PDC-APB

Clinical data
- Other names: 3-Pentadecyl-1,2-phenylene bis(4-(4-aminophenyl)butanoate; Benzenebutanoic acid, 4-amino-, 1,1'-(3-pentadecyl-1,2-phenylene) ester

Identifiers
- IUPAC name [2-[4-(4-aminophenyl)butanoyloxy]-3-pentadecylphenyl] 4-(4-aminophenyl)butanoate;
- CAS Number: 2016046-95-8;
- PubChem CID: 89683272;
- UNII: LX6RQK5701;

Chemical and physical data
- Formula: C_{41}H_{58}N_{2}O_{4}
- Molar mass: 642.925 g·mol^{−1}
- 3D model (JSmol): Interactive image;
- SMILES CCCCCCCCCCCCCCCC1=C(C(=CC=C1)OC(=O)CCCC2=CC=C(C=C2)N)OC(=O)CCCC3=CC=C(C=C3)N;
- InChI InChI=1S/C41H58N2O4/c1-2-3-4-5-6-7-8-9-10-11-12-13-14-20-35-21-17-22-38(46-39(44)23-15-18-33-25-29-36(42)30-26-33)41(35)47-40(45)24-16-19-34-27-31-37(43)32-28-34/h17,21-22,25-32H,2-16,18-20,23-24,42-43H2,1H3; Key:VLRZIRYGLUVGGU-UHFFFAOYSA-N;

= PDC-APB =

Chemical compound

PDC-APB, or 3-pentadecyl-1,2-phenylene bis(4-(4-aminophenyl)butanoate), is a drug candidate under evaluation to determine if it might protect against contact dermatitis caused by urushiol from poison ivy, poison oak, and poison sumac.

== History ==

The compound is one of a class of compounds developed through University of Mississippi research by Mahmoud ElSohly, Waseem Gul, and Mohammad Khalid Ashfaq. Work on the compound is ongoing under Hapten Sciences, who licensed the university's research in 2010.

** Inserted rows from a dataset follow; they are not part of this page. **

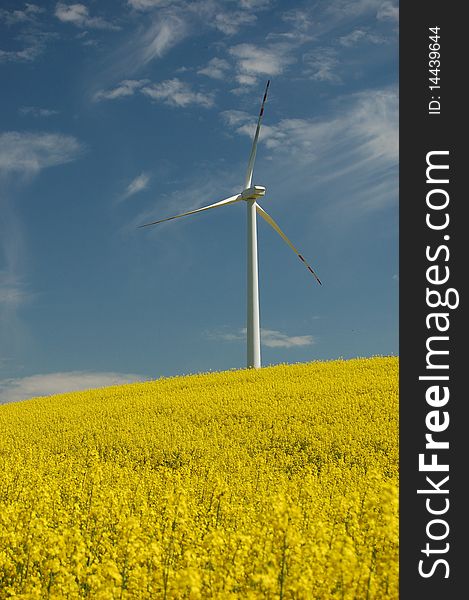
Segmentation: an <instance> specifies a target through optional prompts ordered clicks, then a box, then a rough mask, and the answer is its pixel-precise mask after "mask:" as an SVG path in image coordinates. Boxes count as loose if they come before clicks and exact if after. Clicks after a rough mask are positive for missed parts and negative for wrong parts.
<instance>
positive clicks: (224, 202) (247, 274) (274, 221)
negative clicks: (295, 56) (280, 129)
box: [139, 80, 322, 369]
mask: <svg viewBox="0 0 469 600" xmlns="http://www.w3.org/2000/svg"><path fill="white" fill-rule="evenodd" d="M269 84H270V80H269V81H267V85H266V88H265V92H264V98H263V100H262V104H261V110H260V112H259V118H258V120H257V127H256V133H255V134H254V140H253V142H252V148H251V154H250V156H249V162H248V168H247V171H246V178H245V180H244V188H243V191H242V192H241V193H240V194H236V195H235V196H230V197H229V198H226V199H225V200H220V201H219V202H215V203H214V204H209V205H208V206H203V207H202V208H197V209H195V210H190V211H188V212H185V213H182V214H180V215H175V216H174V217H167V218H166V219H160V220H159V221H152V222H151V223H145V224H144V225H139V227H148V226H149V225H156V224H158V223H163V222H164V221H171V220H172V219H179V217H185V216H187V215H193V214H195V213H198V212H202V211H204V210H210V209H212V208H219V207H220V206H225V205H227V204H234V203H235V202H240V201H244V202H246V208H247V234H248V235H247V242H248V246H247V261H248V262H247V366H248V367H252V368H256V369H258V368H259V367H260V366H261V336H260V321H259V282H258V268H257V221H256V215H257V214H259V215H260V216H261V217H262V218H263V219H265V220H266V221H267V223H268V224H269V225H270V226H271V227H273V229H275V231H276V232H277V233H278V234H279V235H280V236H281V237H282V238H283V240H284V241H285V242H286V243H287V244H288V245H289V246H290V248H291V249H292V250H293V252H295V254H296V255H297V256H298V258H299V259H300V260H301V261H302V262H303V263H304V264H305V265H306V267H307V268H308V270H309V271H310V272H311V273H312V274H313V275H314V277H315V278H316V280H317V282H318V283H319V284H320V285H322V284H321V281H320V279H319V277H318V276H317V275H316V273H315V272H314V271H313V269H312V268H311V267H310V265H309V264H308V263H307V262H306V261H305V259H304V258H303V256H302V255H301V254H300V253H299V252H298V250H297V249H296V248H295V246H294V245H293V244H292V243H291V241H290V240H289V239H288V238H287V236H286V235H285V234H284V233H283V231H282V230H281V229H280V227H279V226H278V225H277V223H276V222H275V221H274V220H273V219H272V217H271V216H270V215H269V214H268V213H266V211H265V210H264V209H263V208H262V207H261V206H260V205H259V204H258V203H257V199H258V198H261V197H262V196H265V187H263V186H261V185H252V174H253V170H254V161H255V159H256V151H257V142H258V140H259V131H260V128H261V121H262V116H263V114H264V105H265V101H266V99H267V91H268V89H269Z"/></svg>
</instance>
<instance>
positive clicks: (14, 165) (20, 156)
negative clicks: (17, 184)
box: [0, 131, 84, 173]
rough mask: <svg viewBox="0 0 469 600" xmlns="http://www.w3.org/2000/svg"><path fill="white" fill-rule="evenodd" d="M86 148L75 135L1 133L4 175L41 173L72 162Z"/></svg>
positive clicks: (1, 143) (0, 169) (40, 133)
mask: <svg viewBox="0 0 469 600" xmlns="http://www.w3.org/2000/svg"><path fill="white" fill-rule="evenodd" d="M83 151H84V145H83V144H82V143H81V142H79V141H78V140H77V139H76V138H75V137H73V136H71V135H64V134H61V133H45V132H42V133H38V132H19V131H7V132H5V133H2V134H0V172H3V173H37V172H38V171H41V170H42V169H44V168H47V167H52V166H55V165H60V164H64V163H68V162H71V161H73V160H75V159H76V158H78V157H79V156H80V155H81V154H82V153H83Z"/></svg>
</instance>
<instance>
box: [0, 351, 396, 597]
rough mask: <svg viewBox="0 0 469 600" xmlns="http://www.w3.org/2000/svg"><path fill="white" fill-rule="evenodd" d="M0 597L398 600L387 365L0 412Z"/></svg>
mask: <svg viewBox="0 0 469 600" xmlns="http://www.w3.org/2000/svg"><path fill="white" fill-rule="evenodd" d="M0 481H1V486H0V598H2V599H4V598H25V599H26V598H27V599H32V600H33V599H38V600H39V599H43V598H50V599H62V598H67V599H74V598H77V599H78V598H89V599H92V600H114V599H135V600H140V599H191V600H196V599H205V598H207V599H212V598H213V599H220V600H222V599H223V600H224V599H230V598H247V599H264V598H265V599H277V598H278V599H284V600H286V599H306V600H309V599H311V600H316V599H317V600H322V599H325V600H328V599H336V598H337V599H341V600H344V599H345V600H349V599H350V600H352V599H358V600H366V599H376V600H386V599H393V600H394V599H397V598H398V358H397V357H374V358H369V359H353V360H338V361H330V362H313V363H308V364H297V365H278V366H274V367H267V368H263V369H259V370H252V369H250V370H241V371H230V372H223V373H209V374H202V375H191V376H184V377H175V378H168V379H160V380H156V381H152V382H145V383H136V384H131V385H123V386H116V387H109V388H103V389H99V390H91V391H86V392H76V393H71V394H62V395H57V396H52V397H47V398H35V399H32V400H27V401H24V402H18V403H13V404H7V405H3V406H0Z"/></svg>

== Evaluation as a drug candidate ==

The compound has been evaluated in two Phase I clinical trials, and a third Phase I randomized controlled trial, with a secondary objective of evaluating the effect of treatment on urishiol sensitivity, is due to be completed in December 2022.